Contact: *E-mail: sunil_maity@che.iith.ac.in (S. K. Maity),Vinod.Kumar@cranfield.ac.uk (V. Kumar).
About author:Dr. Sunil K. Maity is currently working as a Professor in the Department of Chemical Engineering, Indian Institute of Technology Hyderabad, India. He also served about two and half years as an Assistant Professor at the National Institute of Technology Rourkela, India, from 2007 to 2010. Prof. Maity received his B.Tech. degree in Chemical Engineering from University College of Science and Technology, University of Calcutta, India in 1999, followed by M.Tech. degree in 2002 and Ph.D. in 2007 from the Department of Chemical Engineering, Indian Institute of Technology Kharagpur. His research interests mainly focus on biorefinery for biofuels and renewable chemicals, heterogeneous catalysis and chemical reaction engineering, and techno-economic analysis using Aspen Plus and pinch technology. He published three edited books, ten book chapters, forty peer-reviewed journal articles, and has organized several national and international conferences.
Dr. Vinod Kumar is a Senior Lecturer in Microbial Technology and Biorefining at Cranfield University (CU). He is a Fellow of Higher Education Academy (FHEA). Dr. Kumar earned his M.Sc. (Chemistry) and PhD (Biochemical Engineering & Biotechnology) degree from Indian Institute of Technology Delhi, India. He graduated in B.Sc. (Hons) Chemistry from Hindu College, University of Delhi, India. The research activities of Dr. Kumar are at nexus of Metabolic/Pathway Engineering, Bioprocessing and Waste Valorization. His work leads to development of low carbon biomanufacturing technologies for overproduction of platform/commodity chemicals and fuels from carbonaceous agro-industrial waste streams rich in renewable carbon, with a circular economy approach. He has 130+ publications in peer reviewed high-quality journals/publishers attracting a cumulative citation of 4004 with an h-index ~35 till date. Dr. Kumar is Associate Editor for 3Biotech, and Microbial Cell Factories and Editor for Food and Bioproducts Bioprocessing and sits on Editorial Board of Chemical Engineering Journal. He also holds Visiting Faculty position for two premier institutes in India: Indian Institute of Technology Delhi and Roorkee.

Abstract

Abstract:

The current era is witnessing the transition from a fossil-dominated economy towards sustainable and low-carbon green manufacturing technologies at economical prices with reduced energy usage. The biological production of chemical building blocks from biomass using cell factories is a potential alternative to fossil-based synthesis. However, microbes have their own limitations in generating the whole spectrum of petrochemical products. Therefore, there is a growing interest in an integrated/hybrid approach where products containing active functional groups obtained by biological upgrading of biomass are converted via chemo-catalytic routes. The present review focuses on the biological production of three important structural isomers of C4 diols, 2,3-, 1,3-, and 1,4-butanediol, which are currently manufactured by petrochemical route to meet the soaring global market demand. The review starts with justifications for the integrated approach and summarizes the current status of the biological production of these diols, including the substrates, microorganisms, fermentation technology and metabolic/pathway engineering. This is followed by a comprehensive review of recent advances in catalytic upgrading of C4 diols to generate a range of products. The roles of various active sites in the catalyst on catalytic activity, product selectivity, and catalyst stability are discussed. The review also covers examples of integrated approaches, addresses challenges associated with developing end-to-end processes for bio-based production of C4 diols, and underlines existing limitations for their upgrading via direct catalytic conversion. Finally, the concluding remarks and prospects emphasise the need for an integrated biocatalytic and chemo-catalytic approach to broaden the spectrum of products from biomass.

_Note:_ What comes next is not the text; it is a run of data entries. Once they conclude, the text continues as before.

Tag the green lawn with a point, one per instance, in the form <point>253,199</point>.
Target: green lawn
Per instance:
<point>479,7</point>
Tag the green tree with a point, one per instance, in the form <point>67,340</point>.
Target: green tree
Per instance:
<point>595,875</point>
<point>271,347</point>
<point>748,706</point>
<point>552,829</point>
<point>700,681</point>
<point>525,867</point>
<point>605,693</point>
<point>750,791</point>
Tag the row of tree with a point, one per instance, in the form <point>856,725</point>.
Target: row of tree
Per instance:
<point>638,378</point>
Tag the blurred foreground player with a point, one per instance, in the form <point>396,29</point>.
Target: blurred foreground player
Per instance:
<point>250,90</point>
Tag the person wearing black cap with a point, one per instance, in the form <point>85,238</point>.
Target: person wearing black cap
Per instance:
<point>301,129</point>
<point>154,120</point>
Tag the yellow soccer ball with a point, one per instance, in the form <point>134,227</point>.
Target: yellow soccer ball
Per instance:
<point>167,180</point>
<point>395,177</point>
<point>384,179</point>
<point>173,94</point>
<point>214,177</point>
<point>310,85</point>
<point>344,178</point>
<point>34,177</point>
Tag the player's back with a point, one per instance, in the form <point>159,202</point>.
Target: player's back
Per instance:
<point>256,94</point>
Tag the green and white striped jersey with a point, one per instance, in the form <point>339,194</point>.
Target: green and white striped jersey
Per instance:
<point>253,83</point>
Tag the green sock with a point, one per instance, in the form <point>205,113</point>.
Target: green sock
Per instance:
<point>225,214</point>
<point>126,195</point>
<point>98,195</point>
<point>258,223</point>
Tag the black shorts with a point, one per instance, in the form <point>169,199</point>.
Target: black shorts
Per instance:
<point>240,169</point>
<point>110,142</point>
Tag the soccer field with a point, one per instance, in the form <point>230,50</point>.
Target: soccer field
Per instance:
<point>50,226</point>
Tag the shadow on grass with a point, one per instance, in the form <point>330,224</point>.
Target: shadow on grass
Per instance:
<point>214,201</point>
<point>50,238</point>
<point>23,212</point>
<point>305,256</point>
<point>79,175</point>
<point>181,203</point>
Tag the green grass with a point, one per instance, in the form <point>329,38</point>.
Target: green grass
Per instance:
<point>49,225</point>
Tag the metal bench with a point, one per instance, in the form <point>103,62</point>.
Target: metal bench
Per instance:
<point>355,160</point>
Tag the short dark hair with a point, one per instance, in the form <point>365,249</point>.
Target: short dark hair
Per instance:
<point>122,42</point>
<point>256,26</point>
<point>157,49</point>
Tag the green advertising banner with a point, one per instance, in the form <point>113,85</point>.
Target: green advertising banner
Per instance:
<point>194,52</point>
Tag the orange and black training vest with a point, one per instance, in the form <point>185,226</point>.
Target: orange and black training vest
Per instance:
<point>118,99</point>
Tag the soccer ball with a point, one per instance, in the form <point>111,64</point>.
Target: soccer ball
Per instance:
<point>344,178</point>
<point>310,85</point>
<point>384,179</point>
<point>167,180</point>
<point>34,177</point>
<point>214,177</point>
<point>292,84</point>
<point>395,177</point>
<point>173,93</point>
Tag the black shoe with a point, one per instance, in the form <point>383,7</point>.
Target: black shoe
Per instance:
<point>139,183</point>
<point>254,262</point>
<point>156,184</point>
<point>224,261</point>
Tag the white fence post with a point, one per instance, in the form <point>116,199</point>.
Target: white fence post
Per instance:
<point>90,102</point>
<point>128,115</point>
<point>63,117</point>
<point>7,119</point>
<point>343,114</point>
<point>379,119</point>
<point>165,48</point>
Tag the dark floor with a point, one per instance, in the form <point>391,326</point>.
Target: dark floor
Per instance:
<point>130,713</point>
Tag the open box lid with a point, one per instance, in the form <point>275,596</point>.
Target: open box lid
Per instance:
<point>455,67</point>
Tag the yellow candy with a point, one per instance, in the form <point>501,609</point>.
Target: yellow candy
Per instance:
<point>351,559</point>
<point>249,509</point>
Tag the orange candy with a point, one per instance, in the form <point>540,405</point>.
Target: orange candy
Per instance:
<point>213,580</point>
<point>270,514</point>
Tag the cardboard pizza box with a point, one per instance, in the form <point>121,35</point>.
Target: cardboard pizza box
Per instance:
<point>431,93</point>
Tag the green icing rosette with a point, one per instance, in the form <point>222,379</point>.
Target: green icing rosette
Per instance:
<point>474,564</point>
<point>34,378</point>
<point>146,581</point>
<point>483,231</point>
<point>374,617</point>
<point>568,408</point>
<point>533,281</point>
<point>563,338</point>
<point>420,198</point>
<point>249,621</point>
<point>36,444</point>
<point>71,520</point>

Key words: Butanediols, Fermentation, Metabolic engineering, Heterogeneous catalysis, 1,3-Butadiene, 3-Buten-1-ol, 3-Buten-2-ol, Methyl ethyl ketone

Abhishek R. Varma, Bhushan S. Shrirame, Sunil K. Maity, Deepti Agrawal, Naglis Malys, Leonardo Rios-Solis, Gopalakrishnan Kumar, Vinod Kumar. Recent advances in fermentative production of C4 diols and their chemo-catalytic upgrading to high-value chemicals[J]. Chinese Journal of Catalysis, 2023, 52: 99-126.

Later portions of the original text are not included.